Toujours liés aux affres et aux conséquences de la guerre, le Luxembourg viticole traverse une crise après la Première mondiale puisque son premier partenaire, l’Allemagne, souffrant des restrictions économiques du Traité de Versailles, ne peut plus lui commander de vin.

Comme dans toute l’Europe, la période est à la création des coopératives agricoles. Fermiers, ouvriers et vignerons se regroupent autour des premiers syndicats nationaux qui unissent leurs forces. Le Luxembourg se rapproche de la Belgique voisine, la première cave coopérative viticole Vin Moselle naît en 1918. Les caves Saint Martin sont créées en 1919 et les caves Bernard Massard sont créées en 1921 pour « champagniser » du vin provenant de tout horizon… Les caves Gales avaient été créées pendant la guerre en 1916, elles ne feront des bulles que dans les années 1930.

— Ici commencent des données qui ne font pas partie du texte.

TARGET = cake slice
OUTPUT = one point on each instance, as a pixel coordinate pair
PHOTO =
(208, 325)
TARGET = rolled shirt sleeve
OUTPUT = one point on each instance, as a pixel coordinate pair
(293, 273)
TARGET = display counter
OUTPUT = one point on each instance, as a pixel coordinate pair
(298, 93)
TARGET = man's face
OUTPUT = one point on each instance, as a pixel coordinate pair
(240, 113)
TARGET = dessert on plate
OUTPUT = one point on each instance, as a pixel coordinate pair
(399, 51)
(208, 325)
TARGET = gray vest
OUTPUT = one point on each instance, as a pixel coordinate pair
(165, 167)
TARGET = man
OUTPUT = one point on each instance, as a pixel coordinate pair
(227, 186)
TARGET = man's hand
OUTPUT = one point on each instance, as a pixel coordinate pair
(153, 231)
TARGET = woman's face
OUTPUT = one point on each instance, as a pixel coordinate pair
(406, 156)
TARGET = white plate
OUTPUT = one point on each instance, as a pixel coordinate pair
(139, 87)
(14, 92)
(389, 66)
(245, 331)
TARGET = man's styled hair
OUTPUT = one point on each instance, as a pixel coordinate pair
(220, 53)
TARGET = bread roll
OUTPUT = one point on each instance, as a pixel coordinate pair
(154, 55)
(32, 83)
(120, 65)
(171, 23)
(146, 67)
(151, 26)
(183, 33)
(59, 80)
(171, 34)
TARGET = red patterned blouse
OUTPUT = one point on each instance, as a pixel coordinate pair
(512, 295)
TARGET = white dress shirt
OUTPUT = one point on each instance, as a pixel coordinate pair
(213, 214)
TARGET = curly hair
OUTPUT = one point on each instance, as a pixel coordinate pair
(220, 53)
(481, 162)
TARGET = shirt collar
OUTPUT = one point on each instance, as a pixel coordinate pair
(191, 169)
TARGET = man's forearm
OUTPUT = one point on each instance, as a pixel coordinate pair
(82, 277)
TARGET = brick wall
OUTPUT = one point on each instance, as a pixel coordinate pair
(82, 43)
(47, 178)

Les règles d’élaboration sont celles des crémants de France avec quelques spécificités :

Les cépages employés sont l’auxerrois, le riesling, le chardonnay et les pinots blanc, noir et gris.

Un élevage sur lies de 9 mois minimum est obligatoire pour les cuvées multi-millésimées et un élevage de 24 mois minimum est obligatoire pour les cuvées millésimées.

Les règles de la méthode traditionnelle et des catégories de sucre sont celles en vigueur dans la Communauté européenne.

On parle aujourd’hui de l’AOP Moselle Luxembourgeoise pour le Crémant du Luxembourg.

Parmi les marques les plus abouties, on retiendra Alice Hartmann, Bernard Massard, Krier Frères, Caves Gales, Caves Saint Martin et Poll Fabaire.